In der Tat, so überraschend es wäre, sehe ich erhebliche Hinweise in die Richtung, dass Telegram selber die Finger mit im Spiel hat – dies auch unter einem anderen Aspekt: Die Gruppen wurden laut BKA nicht nur „übernommen“ sondern gleich „sichergestellt“. Eine Sicherstellung eines solchen Kanals/einer Gruppe aber, die am Ende nur Teil der Dienstleistung des Providers (Telegram) ist und jederzeit von dort aus beendet werden könnte, funktioniert nur, wenn Telegram selber mitarbeitet.

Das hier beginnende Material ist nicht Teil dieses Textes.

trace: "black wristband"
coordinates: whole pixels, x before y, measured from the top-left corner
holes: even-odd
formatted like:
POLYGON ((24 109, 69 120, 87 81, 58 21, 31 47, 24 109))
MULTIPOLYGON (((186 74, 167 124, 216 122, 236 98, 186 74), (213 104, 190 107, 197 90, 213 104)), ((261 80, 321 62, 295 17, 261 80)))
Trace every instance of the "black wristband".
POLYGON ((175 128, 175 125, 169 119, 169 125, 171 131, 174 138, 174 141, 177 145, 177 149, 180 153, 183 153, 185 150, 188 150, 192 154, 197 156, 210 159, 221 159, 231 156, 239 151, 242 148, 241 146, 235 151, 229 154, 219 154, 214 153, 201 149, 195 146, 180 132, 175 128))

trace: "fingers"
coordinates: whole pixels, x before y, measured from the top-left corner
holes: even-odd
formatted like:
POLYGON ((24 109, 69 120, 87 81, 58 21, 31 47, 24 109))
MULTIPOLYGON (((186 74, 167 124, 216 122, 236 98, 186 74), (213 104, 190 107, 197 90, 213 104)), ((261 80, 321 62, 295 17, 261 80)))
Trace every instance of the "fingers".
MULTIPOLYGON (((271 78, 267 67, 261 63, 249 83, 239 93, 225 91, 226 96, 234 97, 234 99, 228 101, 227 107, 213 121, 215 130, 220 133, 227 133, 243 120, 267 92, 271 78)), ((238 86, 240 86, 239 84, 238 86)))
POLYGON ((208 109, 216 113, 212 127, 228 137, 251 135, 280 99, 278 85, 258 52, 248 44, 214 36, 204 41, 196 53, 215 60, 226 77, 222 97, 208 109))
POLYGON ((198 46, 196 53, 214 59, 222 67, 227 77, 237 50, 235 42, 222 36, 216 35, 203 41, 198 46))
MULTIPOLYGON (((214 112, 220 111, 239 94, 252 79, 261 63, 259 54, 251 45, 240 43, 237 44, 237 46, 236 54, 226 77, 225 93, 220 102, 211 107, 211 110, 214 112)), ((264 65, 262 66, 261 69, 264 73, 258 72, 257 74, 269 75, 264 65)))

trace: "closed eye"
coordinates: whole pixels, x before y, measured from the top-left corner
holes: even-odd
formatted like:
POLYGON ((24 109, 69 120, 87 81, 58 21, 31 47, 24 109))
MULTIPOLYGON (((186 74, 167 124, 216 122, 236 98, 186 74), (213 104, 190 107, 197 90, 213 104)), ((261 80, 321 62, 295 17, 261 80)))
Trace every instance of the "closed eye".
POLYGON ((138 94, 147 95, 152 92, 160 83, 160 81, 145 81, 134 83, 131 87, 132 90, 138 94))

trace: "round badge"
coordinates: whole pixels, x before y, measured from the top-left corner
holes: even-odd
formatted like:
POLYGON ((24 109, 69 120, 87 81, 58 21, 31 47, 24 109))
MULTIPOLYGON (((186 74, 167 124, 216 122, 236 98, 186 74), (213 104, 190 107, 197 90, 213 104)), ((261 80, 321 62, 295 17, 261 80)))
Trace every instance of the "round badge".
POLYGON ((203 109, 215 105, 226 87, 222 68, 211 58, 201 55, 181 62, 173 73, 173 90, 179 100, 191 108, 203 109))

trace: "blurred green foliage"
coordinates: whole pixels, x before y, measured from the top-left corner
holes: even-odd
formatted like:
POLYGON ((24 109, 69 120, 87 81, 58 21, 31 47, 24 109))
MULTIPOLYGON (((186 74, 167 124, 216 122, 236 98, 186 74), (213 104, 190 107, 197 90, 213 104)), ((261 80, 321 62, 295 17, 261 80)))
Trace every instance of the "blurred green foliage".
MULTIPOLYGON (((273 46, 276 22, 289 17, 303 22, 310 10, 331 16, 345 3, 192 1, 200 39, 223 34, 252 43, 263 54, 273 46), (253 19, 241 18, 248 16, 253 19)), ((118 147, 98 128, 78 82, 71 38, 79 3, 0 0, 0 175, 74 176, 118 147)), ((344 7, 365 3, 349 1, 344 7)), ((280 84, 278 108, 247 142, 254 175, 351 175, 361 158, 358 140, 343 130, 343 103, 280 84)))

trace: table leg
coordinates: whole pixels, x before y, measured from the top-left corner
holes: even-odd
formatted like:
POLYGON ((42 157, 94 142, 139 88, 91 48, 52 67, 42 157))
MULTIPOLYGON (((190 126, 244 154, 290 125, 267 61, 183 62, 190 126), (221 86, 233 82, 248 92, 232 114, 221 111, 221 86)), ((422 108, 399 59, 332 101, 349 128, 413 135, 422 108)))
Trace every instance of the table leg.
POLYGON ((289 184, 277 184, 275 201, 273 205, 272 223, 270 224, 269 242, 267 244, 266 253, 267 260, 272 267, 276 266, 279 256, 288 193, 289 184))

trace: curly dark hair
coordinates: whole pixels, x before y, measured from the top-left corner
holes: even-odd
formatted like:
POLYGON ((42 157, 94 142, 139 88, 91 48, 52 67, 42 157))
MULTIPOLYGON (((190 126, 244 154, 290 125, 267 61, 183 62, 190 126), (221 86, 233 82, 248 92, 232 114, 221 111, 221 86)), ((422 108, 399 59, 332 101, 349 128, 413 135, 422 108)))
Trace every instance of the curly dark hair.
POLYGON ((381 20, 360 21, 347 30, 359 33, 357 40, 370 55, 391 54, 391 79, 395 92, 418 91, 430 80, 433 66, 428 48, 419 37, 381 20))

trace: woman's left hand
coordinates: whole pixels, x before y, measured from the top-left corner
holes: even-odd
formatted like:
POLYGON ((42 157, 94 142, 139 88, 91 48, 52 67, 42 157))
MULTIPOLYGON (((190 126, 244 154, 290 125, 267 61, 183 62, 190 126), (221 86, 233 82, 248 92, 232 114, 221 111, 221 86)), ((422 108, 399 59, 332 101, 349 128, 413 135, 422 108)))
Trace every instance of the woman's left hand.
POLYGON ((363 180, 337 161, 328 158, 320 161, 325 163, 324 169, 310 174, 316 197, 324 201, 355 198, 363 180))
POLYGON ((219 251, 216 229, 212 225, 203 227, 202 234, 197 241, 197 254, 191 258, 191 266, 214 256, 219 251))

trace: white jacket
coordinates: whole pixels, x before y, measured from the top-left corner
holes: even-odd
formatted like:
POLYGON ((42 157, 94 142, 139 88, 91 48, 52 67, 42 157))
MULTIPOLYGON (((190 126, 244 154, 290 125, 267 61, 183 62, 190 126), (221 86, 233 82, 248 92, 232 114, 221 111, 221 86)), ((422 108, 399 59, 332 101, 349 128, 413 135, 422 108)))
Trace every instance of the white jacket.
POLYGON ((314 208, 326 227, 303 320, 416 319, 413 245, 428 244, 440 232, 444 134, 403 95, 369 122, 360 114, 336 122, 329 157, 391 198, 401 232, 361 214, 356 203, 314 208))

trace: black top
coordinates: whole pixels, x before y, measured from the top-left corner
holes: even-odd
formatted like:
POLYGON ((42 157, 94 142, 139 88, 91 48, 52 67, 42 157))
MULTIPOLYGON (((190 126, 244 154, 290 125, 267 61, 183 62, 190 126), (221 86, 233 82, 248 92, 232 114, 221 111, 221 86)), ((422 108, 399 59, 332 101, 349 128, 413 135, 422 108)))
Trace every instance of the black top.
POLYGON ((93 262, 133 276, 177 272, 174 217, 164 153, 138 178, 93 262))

Umgang mit Hausdurchsuchungen

Es gab bereits zahlreiche Hausdurchsuchungen – weitere werden folgen. Aktuell dürfte man sich auf Administratoren und Händler konzentrieren, nach meiner Erfahrung führen Durchsuchungen bei Händlern zeitnah zu Ermittlungen gegen Käufer, weil interessanter Weise gerade im scheinbar anonymen Umfeld von Darknet & Co. die Verkäufer sehr umfangreich Buch führen über potentielle Käufer; oder einfach schlampig sind und nicht die zahlreichen Versand-Unterlagen zeitnah vernichtet. Bei Durchsuchungen gegen meine üblichen Hinweise zur Vorbereitung auf eine Hausdurchsuchung.

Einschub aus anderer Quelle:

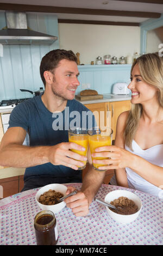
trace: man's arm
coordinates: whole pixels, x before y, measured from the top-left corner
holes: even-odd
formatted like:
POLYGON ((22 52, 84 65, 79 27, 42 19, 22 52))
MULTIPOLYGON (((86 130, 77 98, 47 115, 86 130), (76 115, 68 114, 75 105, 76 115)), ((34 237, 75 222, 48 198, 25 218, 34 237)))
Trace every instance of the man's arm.
MULTIPOLYGON (((27 147, 22 144, 26 131, 20 127, 9 128, 4 135, 0 147, 0 165, 12 167, 29 167, 51 162, 54 165, 64 165, 77 170, 78 161, 85 157, 70 151, 85 148, 72 142, 65 142, 54 146, 27 147)), ((81 162, 81 166, 83 163, 81 162)))

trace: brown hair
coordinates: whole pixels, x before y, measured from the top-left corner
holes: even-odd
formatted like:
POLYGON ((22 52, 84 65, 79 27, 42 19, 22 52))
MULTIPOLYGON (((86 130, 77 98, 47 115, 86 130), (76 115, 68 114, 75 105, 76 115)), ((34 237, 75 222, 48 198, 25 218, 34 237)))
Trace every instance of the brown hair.
POLYGON ((77 64, 77 58, 72 51, 66 50, 53 50, 48 52, 42 59, 40 66, 40 73, 45 87, 46 81, 43 76, 45 71, 53 71, 55 69, 60 60, 67 59, 75 62, 77 64))
MULTIPOLYGON (((131 74, 136 64, 139 65, 144 81, 158 89, 158 101, 160 107, 163 107, 163 58, 160 57, 157 52, 140 56, 133 64, 131 74)), ((131 104, 124 134, 125 143, 130 149, 142 112, 141 104, 131 104)))

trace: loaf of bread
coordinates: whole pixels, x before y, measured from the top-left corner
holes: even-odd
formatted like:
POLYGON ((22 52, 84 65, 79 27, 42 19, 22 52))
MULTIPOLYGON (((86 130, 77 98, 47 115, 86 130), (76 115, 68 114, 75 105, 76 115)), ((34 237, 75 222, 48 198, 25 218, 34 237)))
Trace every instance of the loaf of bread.
POLYGON ((87 96, 87 95, 97 95, 98 93, 95 90, 82 90, 80 93, 80 95, 81 96, 87 96))

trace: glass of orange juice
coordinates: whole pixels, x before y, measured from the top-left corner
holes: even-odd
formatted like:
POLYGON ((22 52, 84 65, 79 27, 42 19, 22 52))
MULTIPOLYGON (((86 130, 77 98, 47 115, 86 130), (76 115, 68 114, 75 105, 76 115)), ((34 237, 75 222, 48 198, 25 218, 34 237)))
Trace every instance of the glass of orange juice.
MULTIPOLYGON (((89 143, 90 148, 91 154, 95 152, 95 149, 99 147, 110 146, 112 142, 112 130, 109 127, 93 127, 92 130, 87 131, 89 135, 89 143)), ((107 157, 92 157, 93 159, 103 160, 107 159, 107 157)), ((100 170, 99 166, 104 166, 104 164, 93 163, 93 166, 96 170, 101 172, 106 170, 100 170)))
MULTIPOLYGON (((85 151, 77 150, 76 149, 71 149, 73 152, 79 154, 82 156, 87 156, 87 149, 89 145, 88 135, 86 130, 82 128, 77 127, 74 130, 70 129, 68 131, 68 141, 69 142, 74 142, 84 147, 85 148, 85 151)), ((83 170, 86 167, 86 161, 81 161, 84 163, 83 166, 78 166, 78 170, 83 170)))

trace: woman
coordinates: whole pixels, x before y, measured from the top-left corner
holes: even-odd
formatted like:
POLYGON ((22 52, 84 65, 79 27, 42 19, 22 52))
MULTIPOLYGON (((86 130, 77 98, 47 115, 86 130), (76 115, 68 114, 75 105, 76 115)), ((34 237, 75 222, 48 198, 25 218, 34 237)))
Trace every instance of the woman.
POLYGON ((163 59, 158 53, 138 58, 131 69, 131 108, 118 118, 115 146, 97 148, 93 160, 115 169, 112 185, 154 196, 163 188, 163 59))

Dabei kann der Rat nur sein, als betroffener Käufer, der noch mit keinen Ermittlungen konfrontiert ist, sich frühzeitig Rat zu suchen – die Menschen sind seltsamer Weise immer so dumm, zu warten, bis die Polizei vor der Türe steht. Als ob es dann besser wird …

Rechtsanwalt Jens Ferner (Fachanwalt für IT- & Strafrecht)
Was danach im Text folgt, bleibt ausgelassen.